Di sisi lain, Sopo Godang menunjukkan pentingnya musyawarah. Bangunan ini menjadi ruang membangun keadilan, menyelesaikan konflik, dan memperkuat persaudaraan. Nilai tersebut sejalan dengan prinsip demokrasi yang sehat, yakni mengutamakan dialog daripada perpecahan.
Tidak kalah penting, Sopo Bolon mengajarkan etos kerja dan pengelolaan berkat secara bertanggung jawab. Leluhur Batak memahami bahwa hasil panen bukan hanya untuk dinikmati hari ini, tetapi juga disiapkan bagi masa depan. Prinsip tersebut sangat dekat dengan konsep keberlanjutan yang kini menjadi perhatian dunia.
Lebih jauh, cara leluhur Batak membangun rumah memperlihatkan penghormatan terhadap alam. Mereka memanfaatkan kayu, bambu, batu, ijuk, dan material lain secara bijaksana tanpa merusak keseimbangan lingkungan. Pendekatan tersebut menunjukkan bahwa pembangunan sejak dahulu telah mempertimbangkan keberlanjutan ekologi.
Nilai ini menjadi semakin penting ketika dikaitkan dengan kondisi kawasan Danau Toba saat ini. Kerusakan hutan, pencemaran air, dan menurunnya kualitas lingkungan bukan sekadar persoalan ekologis. Semua itu juga menyangkut masa depan budaya, ekonomi, dan kehidupan masyarakat.
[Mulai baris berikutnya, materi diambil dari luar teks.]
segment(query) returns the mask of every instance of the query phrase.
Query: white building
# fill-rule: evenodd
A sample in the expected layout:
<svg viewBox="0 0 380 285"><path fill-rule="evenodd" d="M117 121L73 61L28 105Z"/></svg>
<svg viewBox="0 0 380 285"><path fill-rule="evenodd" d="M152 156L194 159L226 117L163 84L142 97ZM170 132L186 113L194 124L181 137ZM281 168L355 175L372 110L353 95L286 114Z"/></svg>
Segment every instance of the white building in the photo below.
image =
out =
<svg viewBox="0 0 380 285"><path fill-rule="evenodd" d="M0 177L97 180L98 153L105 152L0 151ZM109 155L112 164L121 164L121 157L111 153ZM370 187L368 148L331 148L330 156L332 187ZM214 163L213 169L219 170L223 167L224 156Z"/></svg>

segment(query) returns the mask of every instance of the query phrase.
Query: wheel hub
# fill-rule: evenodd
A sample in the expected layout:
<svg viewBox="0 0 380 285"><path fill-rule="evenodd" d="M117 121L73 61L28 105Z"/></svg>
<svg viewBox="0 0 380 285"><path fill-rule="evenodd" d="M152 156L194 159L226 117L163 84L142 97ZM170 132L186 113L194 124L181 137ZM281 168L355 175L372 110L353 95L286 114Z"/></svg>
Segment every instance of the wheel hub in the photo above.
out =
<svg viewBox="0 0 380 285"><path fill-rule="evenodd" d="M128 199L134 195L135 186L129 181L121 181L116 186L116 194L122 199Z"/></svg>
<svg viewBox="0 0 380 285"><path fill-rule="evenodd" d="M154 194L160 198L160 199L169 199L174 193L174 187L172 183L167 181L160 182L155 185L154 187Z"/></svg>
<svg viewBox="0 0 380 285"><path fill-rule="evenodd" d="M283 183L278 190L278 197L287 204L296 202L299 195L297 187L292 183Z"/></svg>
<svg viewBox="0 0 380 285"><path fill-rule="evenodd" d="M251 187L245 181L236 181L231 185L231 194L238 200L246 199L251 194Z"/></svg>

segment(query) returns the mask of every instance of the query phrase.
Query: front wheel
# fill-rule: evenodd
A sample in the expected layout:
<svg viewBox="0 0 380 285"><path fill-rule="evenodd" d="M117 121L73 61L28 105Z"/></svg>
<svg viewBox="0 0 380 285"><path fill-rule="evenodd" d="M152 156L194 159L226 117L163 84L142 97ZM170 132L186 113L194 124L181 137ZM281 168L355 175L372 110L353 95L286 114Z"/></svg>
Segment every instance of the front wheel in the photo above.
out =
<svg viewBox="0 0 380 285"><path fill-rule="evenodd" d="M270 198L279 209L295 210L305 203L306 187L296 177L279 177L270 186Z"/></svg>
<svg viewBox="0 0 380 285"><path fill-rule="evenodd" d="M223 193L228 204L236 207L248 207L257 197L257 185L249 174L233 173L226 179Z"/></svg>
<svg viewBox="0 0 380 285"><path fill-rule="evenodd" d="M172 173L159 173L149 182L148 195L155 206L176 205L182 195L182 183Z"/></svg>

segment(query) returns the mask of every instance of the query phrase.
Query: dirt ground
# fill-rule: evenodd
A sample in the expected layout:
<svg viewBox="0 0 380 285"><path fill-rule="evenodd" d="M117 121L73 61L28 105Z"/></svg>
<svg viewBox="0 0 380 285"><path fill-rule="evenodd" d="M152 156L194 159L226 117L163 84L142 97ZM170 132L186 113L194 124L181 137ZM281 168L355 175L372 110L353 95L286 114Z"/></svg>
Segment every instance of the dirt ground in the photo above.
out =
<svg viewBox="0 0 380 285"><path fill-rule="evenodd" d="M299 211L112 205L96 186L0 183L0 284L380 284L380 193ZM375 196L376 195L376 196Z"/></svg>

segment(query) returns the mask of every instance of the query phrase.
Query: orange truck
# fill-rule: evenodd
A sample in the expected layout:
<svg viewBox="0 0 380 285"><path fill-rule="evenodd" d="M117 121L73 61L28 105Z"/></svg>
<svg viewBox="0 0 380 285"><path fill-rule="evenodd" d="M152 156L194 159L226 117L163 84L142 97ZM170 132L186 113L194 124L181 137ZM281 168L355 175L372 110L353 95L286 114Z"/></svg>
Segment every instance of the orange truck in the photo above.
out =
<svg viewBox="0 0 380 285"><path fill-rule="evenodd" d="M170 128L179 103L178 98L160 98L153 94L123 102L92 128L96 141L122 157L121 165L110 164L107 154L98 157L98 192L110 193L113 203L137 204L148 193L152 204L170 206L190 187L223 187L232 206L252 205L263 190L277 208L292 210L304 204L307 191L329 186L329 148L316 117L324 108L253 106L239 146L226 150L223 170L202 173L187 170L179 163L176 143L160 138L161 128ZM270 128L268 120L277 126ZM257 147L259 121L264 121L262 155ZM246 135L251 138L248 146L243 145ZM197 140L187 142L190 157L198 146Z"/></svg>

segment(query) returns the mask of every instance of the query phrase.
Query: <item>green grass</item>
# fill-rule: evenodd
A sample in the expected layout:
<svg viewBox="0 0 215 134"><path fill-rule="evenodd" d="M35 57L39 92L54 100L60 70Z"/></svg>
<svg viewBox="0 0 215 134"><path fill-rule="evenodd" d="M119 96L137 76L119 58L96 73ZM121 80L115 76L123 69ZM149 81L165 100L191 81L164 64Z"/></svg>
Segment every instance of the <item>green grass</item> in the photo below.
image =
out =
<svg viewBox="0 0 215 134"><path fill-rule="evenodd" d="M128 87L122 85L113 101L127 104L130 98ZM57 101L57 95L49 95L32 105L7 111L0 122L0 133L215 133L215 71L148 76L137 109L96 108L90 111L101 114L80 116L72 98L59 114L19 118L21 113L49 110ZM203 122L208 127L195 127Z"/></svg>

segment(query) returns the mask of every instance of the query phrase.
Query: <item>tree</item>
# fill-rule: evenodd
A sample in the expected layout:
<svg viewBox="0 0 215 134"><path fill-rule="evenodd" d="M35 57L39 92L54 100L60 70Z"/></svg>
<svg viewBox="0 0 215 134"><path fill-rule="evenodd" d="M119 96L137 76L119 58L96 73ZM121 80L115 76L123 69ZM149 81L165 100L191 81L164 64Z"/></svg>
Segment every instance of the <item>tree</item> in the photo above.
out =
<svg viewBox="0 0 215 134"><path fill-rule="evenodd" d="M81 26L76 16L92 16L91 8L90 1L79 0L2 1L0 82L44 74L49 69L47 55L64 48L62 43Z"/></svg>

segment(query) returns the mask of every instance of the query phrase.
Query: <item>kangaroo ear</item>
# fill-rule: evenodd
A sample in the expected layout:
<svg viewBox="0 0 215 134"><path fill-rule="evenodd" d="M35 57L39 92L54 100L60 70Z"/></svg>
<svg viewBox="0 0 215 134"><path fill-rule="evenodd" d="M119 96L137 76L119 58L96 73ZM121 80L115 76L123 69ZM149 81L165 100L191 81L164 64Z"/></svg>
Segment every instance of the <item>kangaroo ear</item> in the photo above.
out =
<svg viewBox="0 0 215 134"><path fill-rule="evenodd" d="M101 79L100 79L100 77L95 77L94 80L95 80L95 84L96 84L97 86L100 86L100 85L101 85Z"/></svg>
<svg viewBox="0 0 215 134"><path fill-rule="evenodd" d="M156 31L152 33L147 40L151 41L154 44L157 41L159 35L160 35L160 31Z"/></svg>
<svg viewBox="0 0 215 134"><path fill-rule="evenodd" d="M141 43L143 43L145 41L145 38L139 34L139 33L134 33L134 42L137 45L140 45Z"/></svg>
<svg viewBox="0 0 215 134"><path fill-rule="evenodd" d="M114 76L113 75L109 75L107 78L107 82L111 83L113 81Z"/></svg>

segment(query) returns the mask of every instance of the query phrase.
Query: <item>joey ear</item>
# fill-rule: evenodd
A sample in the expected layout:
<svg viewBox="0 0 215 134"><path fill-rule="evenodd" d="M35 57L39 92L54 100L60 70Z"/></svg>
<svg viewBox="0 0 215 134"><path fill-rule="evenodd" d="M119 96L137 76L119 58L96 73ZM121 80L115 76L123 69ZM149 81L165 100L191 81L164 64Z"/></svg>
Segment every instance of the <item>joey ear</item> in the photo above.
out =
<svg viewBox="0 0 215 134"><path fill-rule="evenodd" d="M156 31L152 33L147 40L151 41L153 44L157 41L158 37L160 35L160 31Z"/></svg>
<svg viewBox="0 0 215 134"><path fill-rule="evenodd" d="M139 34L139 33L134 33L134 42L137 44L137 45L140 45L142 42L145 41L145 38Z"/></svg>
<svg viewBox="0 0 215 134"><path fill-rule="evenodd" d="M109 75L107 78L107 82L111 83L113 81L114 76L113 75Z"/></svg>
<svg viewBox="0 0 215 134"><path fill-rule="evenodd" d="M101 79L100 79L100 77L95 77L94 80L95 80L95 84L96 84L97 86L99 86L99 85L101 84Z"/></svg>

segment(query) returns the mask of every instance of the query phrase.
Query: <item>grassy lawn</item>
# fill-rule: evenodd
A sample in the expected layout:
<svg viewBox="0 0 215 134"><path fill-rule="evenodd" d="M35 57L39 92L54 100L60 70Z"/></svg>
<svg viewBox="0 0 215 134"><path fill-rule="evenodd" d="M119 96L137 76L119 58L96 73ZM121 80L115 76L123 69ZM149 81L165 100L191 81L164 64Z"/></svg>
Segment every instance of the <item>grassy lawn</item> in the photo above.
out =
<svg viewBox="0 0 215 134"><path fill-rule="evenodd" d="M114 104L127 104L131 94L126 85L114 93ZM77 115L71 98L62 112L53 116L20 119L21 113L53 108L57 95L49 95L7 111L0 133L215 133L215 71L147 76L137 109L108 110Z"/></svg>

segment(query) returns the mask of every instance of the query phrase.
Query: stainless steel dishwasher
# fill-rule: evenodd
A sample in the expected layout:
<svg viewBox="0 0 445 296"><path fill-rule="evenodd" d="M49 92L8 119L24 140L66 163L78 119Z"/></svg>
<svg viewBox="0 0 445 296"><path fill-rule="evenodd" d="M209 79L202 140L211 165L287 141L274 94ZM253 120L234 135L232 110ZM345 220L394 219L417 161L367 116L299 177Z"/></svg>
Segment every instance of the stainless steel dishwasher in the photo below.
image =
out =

Analogi yang digunakan Dr. Wilmar sangat mudah dipahami. Atap rumah melindungi seluruh penghuni dari panas dan hujan. Begitu pula hutan, tanah, dan sumber air menjadi pelindung kehidupan masyarakat di kawasan Danau Toba. Ketika atap rusak, seluruh penghuni merasakan dampaknya. Demikian pula ketika lingkungan rusak, seluruh masyarakat akan menanggung akibatnya.
Pandangan tersebut mengingatkan bahwa pelestarian lingkungan tidak cukup dilakukan melalui regulasi pemerintah atau program konservasi semata. Kesadaran moral dan spiritual juga harus menjadi fondasi. Menjaga alam merupakan bagian dari tanggung jawab manusia sebagai penatalayan ciptaan Tuhan.
Karena itu, Rumah Batak layak dipandang sebagai rumah peradaban. Ia menyimpan pesan tentang keluarga, hikmat, musyawarah, kerja keras, dan tanggung jawab ekologis. Nilai-nilai itu tetap relevan untuk menjawab tantangan perubahan iklim, pembangunan berkelanjutan, dan pelestarian kawasan Danau Toba sebagai bagian dari Geopark yang diakui dunia.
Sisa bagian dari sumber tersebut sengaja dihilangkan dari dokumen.